7. Moser Götze & Partner is entitled to engage a third party for carrying out the order or part thereof under the same secrecy requirements as apply to Moser Götze & Partner. Moser Götze & Partner shall choose such third party with all due care. Moser Götze & Partner is however not responsible for work carried out by a third party outside Germany or work carried out by a third party assigned by the client.
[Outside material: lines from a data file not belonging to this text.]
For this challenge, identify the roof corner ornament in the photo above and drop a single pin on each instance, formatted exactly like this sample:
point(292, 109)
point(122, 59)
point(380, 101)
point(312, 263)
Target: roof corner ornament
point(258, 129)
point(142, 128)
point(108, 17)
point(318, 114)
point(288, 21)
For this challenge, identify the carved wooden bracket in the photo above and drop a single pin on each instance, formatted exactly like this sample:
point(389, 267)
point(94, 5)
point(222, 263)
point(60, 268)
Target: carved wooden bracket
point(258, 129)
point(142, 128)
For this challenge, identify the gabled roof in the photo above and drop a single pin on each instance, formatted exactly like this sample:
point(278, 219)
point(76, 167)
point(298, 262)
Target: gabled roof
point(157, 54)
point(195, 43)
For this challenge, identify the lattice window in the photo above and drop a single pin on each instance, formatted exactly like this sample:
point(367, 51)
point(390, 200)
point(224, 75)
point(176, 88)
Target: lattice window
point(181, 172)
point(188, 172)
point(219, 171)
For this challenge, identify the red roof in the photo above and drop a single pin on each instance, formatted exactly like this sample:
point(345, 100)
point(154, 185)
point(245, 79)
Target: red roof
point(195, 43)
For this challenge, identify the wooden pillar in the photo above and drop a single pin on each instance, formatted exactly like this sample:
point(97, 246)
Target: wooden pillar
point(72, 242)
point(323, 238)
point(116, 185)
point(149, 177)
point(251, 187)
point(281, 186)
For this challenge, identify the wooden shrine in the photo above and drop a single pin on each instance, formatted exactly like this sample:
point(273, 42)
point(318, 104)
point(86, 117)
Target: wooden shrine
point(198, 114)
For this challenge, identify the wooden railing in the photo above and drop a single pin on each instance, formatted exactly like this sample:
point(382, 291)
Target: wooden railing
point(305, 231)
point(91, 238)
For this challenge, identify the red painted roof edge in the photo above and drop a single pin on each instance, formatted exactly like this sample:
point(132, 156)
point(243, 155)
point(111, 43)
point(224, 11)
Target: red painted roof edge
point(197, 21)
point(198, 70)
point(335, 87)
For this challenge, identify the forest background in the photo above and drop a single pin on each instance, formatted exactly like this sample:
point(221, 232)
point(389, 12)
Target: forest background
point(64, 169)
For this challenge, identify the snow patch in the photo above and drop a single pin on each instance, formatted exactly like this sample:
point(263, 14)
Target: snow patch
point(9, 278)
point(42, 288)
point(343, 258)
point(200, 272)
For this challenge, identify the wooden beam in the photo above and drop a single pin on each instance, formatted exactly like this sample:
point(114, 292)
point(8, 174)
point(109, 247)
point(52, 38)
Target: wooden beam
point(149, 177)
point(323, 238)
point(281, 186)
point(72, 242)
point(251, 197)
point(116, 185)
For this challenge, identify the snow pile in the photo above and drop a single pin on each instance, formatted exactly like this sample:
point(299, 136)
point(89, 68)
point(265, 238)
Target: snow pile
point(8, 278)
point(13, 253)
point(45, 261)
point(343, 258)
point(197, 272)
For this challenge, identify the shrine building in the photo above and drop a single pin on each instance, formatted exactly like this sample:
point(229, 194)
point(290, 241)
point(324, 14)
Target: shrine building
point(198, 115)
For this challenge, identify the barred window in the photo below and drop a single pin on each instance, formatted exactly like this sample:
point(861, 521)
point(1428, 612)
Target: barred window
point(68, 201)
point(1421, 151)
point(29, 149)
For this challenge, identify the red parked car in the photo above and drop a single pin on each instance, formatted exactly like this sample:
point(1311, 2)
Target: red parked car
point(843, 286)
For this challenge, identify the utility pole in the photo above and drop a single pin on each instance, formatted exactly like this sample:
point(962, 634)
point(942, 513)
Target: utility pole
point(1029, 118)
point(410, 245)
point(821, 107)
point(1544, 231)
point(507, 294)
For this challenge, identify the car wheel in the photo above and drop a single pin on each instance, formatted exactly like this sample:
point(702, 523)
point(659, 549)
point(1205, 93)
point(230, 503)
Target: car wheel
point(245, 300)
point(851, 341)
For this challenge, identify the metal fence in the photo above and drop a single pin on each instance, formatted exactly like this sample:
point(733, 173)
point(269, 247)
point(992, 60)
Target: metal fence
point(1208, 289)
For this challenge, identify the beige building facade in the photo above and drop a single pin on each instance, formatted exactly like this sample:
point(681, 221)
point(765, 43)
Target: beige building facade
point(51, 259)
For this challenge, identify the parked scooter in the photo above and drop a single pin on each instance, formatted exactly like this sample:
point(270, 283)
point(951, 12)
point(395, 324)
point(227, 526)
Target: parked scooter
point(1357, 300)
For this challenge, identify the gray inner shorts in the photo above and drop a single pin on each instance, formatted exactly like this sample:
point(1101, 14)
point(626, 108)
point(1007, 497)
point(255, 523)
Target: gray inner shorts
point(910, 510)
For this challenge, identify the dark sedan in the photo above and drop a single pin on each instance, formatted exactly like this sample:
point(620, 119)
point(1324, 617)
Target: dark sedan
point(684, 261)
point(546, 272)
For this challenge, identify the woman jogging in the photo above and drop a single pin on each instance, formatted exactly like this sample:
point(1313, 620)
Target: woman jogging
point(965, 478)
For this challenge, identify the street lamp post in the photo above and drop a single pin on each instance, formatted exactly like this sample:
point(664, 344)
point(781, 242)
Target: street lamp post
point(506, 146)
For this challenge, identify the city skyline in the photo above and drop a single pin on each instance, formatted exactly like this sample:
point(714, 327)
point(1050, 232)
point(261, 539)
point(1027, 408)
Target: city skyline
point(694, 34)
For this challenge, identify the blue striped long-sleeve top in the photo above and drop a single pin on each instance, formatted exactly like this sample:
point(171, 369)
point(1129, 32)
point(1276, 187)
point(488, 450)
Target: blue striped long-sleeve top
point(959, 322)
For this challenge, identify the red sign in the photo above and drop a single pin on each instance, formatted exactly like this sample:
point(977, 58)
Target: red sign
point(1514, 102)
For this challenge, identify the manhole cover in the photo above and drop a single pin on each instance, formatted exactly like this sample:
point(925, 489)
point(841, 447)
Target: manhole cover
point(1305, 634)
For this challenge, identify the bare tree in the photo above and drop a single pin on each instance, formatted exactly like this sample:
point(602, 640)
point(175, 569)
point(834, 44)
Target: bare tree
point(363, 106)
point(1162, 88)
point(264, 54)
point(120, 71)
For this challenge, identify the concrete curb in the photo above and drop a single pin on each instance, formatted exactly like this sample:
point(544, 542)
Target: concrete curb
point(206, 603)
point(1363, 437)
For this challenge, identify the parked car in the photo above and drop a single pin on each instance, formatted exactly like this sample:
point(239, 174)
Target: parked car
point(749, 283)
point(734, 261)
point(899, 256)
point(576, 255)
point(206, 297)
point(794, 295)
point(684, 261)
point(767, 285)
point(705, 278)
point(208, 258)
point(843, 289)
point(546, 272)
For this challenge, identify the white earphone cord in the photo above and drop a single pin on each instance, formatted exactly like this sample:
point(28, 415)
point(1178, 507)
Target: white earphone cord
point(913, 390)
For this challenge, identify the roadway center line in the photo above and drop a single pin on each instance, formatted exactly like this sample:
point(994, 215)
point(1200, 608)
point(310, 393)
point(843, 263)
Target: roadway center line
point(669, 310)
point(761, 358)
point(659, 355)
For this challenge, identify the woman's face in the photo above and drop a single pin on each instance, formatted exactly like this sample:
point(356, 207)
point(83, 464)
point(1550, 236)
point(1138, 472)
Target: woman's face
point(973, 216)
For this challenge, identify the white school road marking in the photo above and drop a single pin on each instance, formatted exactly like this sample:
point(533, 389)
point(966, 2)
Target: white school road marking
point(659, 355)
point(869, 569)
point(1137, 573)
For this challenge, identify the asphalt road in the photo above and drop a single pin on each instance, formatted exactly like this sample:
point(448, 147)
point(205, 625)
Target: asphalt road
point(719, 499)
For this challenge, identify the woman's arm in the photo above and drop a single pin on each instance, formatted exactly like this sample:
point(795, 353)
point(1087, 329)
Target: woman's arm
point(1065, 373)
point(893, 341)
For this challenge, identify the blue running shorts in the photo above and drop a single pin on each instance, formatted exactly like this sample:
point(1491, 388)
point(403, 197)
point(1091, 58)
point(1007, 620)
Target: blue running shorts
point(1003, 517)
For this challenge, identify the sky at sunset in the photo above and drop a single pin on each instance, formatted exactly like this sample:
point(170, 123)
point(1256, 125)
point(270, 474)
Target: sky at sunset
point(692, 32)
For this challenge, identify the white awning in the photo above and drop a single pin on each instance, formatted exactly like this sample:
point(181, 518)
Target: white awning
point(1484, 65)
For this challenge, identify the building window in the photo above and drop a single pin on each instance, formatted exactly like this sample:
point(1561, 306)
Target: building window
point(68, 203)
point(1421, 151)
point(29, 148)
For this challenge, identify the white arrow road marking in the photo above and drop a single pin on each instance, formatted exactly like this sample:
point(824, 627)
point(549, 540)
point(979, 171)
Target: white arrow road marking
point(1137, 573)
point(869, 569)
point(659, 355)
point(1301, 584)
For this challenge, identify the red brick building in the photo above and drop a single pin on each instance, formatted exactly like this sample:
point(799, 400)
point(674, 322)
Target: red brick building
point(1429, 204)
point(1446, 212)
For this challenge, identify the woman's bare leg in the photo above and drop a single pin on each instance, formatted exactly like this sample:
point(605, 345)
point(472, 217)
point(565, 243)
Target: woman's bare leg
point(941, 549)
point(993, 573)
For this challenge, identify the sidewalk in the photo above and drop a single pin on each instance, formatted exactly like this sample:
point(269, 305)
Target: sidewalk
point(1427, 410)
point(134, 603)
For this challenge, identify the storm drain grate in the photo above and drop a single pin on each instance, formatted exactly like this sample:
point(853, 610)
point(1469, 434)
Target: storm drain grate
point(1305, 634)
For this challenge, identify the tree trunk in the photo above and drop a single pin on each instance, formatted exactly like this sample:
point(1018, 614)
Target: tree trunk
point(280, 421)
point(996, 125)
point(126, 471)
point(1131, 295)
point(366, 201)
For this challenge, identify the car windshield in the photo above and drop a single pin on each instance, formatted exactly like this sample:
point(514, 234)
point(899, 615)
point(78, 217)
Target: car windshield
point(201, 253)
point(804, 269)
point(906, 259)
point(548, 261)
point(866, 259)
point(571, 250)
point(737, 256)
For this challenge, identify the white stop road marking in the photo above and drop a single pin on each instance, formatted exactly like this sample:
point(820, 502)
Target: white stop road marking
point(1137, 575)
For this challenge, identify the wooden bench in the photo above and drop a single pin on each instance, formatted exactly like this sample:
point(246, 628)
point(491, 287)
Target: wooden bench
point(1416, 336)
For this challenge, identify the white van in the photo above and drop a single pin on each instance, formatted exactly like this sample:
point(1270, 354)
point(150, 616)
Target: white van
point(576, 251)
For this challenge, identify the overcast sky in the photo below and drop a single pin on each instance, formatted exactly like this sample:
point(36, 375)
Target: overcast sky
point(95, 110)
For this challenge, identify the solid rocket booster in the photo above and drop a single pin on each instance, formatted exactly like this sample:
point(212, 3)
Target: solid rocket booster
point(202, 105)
8. If the client wishes to claim that a service carried out by Moser Götze & Partner is incorrect or has caused damage to him, he shall inform Moser Götze & Partner accordingly within reasonable time after he has noted or ought to have noted the error. A complaint must however be made no later than one year after the service comprised by the complaint was terminated. If the client suffers an economic loss due to negligence of Moser Götze & Partner, Moser Götze & Partner shall compensate for such proven loss up to a maximum amount corresponding to EUR 10,000,000 (ten million Euros). Moser Götze & Partner holds a liability insurance amounting to said maximum amount. If the client wishes higher insurance coverage, he must announce such before commencement of handling the case and the client shall bear the costs for such. Moser Götze & Partner is not liable for the completeness of conducted searches, especially for the third party databases used.

9. All communications will be sent to the address as last stated by the client. If Moser Götze & Partner is unable to reach the client because he has not properly informed of a change of address, Moser Götze & Partner will not take any steps to find out the new address. Moser Götze & Partner is not liable for a case which has lapsed in consequence thereof.

10. In addition to these general conditions the German Patentanwaltsordnung (German Patent Attorney Bar Association rules) and the guidelines for the profession of the German Patent Attorneys shall apply.

11. The inadmissibility or impossibility of one or several of these general terms and conditions does not affect the validity of the other terms and conditions. In this case each party can ask for a regulation that comes close to the economic purpose of the inadmissible or impossible regulation.

12. Any dispute arising between the client and Moser Götze & Partner shall be settled before the regional court of Düsseldorf, Germany. German substantive law is applied to these General terms and conditions.